BÖLGEDEKİ HUZUR MARDİN GENÇLİK MERKEZİYLE DESTEKLENİYOR
Mardin Gençlik Merkezi alışılageldik ‘etkinlik belediyeciliği’ nin oldukça haricinde tüm ülkeye model olabilecek bir kurum. 14-29 yaş aralığındaki gençlere parasız eğitimler verilen merkezde değişik yaş grubu, değişik etnik kimlik ve toplumsal statülerden yüzlerce genç birlikte çalışıp üretmenin ve eğlenmenin güzelliğini yaşıyor. Merkezin 12 bin 814 kayıtlı talebesi var. 7 bin kitaplık bir kütüphane, parasız çay kahve ikramının yapıldığı kafeterya, bilgisayar üstünden ders dinleyip, parasız çıktı alınabilen bilgisayar atölyesi, beyazperde salonu, fotoğraf-müzik sınıfları, YKS hazırlık kursu, müzik ve dil kursları, bölge uzmanı yetiştiren dış politika kulüpleri, grafik tasarım kursları ile bir gencin kendini hem toplumsal hem de bilimsel anlamda yetiştirip geliştirebileceği bir ortam sağlanıyor. Bütün bunlar yardımıyla bölgedeki güvenlik güçleri yardımıyla yakalanan rahatlık kültür, sanat, müzik, spor ve eğitim benzer halde faaliyetlerle daha oldukça destekleniyor.
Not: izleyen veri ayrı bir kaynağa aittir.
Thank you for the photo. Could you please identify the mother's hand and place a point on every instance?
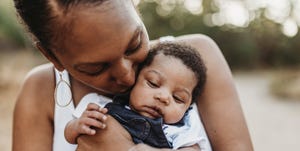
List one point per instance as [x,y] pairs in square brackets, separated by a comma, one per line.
[113,137]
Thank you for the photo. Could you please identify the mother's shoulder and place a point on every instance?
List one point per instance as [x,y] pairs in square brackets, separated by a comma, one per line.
[41,73]
[199,41]
[36,95]
[40,81]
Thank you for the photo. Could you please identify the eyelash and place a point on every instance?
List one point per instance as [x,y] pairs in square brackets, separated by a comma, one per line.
[152,84]
[178,99]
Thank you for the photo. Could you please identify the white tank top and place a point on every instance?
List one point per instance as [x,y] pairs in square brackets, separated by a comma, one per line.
[62,115]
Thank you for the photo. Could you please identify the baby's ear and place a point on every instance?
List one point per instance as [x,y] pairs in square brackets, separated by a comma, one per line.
[50,56]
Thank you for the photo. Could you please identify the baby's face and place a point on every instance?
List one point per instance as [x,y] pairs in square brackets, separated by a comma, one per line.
[163,89]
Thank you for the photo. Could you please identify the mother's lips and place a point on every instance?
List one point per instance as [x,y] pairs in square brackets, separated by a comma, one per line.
[154,112]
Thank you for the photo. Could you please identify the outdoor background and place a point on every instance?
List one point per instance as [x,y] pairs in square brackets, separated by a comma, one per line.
[259,38]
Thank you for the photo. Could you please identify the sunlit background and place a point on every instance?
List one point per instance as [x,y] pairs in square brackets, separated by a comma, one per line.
[259,38]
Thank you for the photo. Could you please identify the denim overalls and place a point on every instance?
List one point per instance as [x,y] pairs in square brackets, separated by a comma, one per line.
[142,129]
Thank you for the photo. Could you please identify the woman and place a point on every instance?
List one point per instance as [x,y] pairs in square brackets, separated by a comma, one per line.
[100,43]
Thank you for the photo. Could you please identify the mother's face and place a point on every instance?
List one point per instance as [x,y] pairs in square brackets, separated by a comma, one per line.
[105,45]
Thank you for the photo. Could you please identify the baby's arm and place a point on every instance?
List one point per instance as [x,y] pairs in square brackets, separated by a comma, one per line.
[93,116]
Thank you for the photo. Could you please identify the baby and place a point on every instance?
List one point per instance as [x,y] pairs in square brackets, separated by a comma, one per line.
[157,110]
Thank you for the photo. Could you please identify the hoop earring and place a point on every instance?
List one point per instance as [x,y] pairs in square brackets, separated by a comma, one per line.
[62,92]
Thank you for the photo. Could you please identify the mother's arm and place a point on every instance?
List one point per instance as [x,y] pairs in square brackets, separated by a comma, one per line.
[219,104]
[115,137]
[33,113]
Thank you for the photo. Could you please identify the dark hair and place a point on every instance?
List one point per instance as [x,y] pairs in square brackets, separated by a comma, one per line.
[189,57]
[46,19]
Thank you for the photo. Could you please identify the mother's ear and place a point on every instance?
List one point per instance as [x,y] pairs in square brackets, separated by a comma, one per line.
[50,56]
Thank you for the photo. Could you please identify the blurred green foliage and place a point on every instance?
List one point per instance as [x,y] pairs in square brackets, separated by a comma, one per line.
[259,45]
[10,29]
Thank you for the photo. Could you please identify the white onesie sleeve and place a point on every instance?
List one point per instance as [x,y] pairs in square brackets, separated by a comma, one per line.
[191,133]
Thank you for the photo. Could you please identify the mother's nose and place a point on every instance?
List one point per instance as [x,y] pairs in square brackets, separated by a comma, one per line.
[124,72]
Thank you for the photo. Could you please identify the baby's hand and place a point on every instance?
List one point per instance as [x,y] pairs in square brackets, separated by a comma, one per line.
[93,116]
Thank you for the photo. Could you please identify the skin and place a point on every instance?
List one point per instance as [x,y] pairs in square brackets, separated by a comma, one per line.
[95,41]
[165,93]
[158,92]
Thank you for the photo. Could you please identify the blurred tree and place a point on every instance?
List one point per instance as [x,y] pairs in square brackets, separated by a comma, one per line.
[258,42]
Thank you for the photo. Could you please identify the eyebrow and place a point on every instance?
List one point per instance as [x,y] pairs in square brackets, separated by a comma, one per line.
[183,89]
[136,33]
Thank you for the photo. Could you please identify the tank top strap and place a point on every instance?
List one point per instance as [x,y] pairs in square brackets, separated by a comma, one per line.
[62,115]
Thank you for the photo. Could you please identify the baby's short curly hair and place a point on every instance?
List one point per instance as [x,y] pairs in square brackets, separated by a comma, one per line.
[189,57]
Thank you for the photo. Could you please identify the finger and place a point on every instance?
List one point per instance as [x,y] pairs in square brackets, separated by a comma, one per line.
[92,106]
[87,130]
[93,122]
[95,114]
[103,110]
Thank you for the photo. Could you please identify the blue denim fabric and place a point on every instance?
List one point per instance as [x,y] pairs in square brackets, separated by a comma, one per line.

MARDİN’DEN BİR OTOMOBİL HİKAYESİ
Sakıp Sabancı’nın vasiyeti üzerine Sabancı Vakfı tarafınca restore edilip müzeye dönüştürülen Sakıp Sabancı Mardin Kent Müzesi – Dilek Sabancı Sanat Galerisi, kuruluşunun 10. yılını Mardin’in toplumsal ve kültürel belleğinde mühim bir yere haiz olan bir otomobili koleksiyonuna katarak kutluyor. 1913’te Mardin’de dünyaya gelen ve lakabını bu bölgede “yardım eden” anlamındaki “muin” sözcüğünden alan ve Soyadı Kanunu’nun çıkmasıyla birlikte “Özyardımcı” soyadını kullanan Yahya Muin, 1930’lardan itibaren kardeşi Salih’le birlikte değişik markalarda ABD yapımı otomobil, kamyon ve otobüsleri Mardin’e getirdi, alım satımını yapmış oldu. Muin’in, devrin koşullarında yüksek bir fiyata satın almış olduğu ve taksi olarak kullandığı kiremit rengi 1952 model Chevrolet otomobil, senelerce Mardinlilerin yanı sıra, buraya gelen siyasetçi, siyasetçi ve hâkimlere de hizmet etti, düğün konvoylarından adli bulgu gezilerine Mardin günlük hayatında mühim bir yere haiz oldu. Yahya Muin’in 2007’deki vefatının peşinden evlatlarının Sakıp Sabancı Mardin Kent Müzesi – Dilek Sabancı Sanat Galerisi’ne bağışladığı otomobil, hikâyesinin ve Mardin toplumsal hayatında üstlendiği önemin aktarıldığı panolar ve hususi hazırlanan bir belgeselle birlikte 25 Aralık 2019’dan itibaren seyircilerle buluşacak.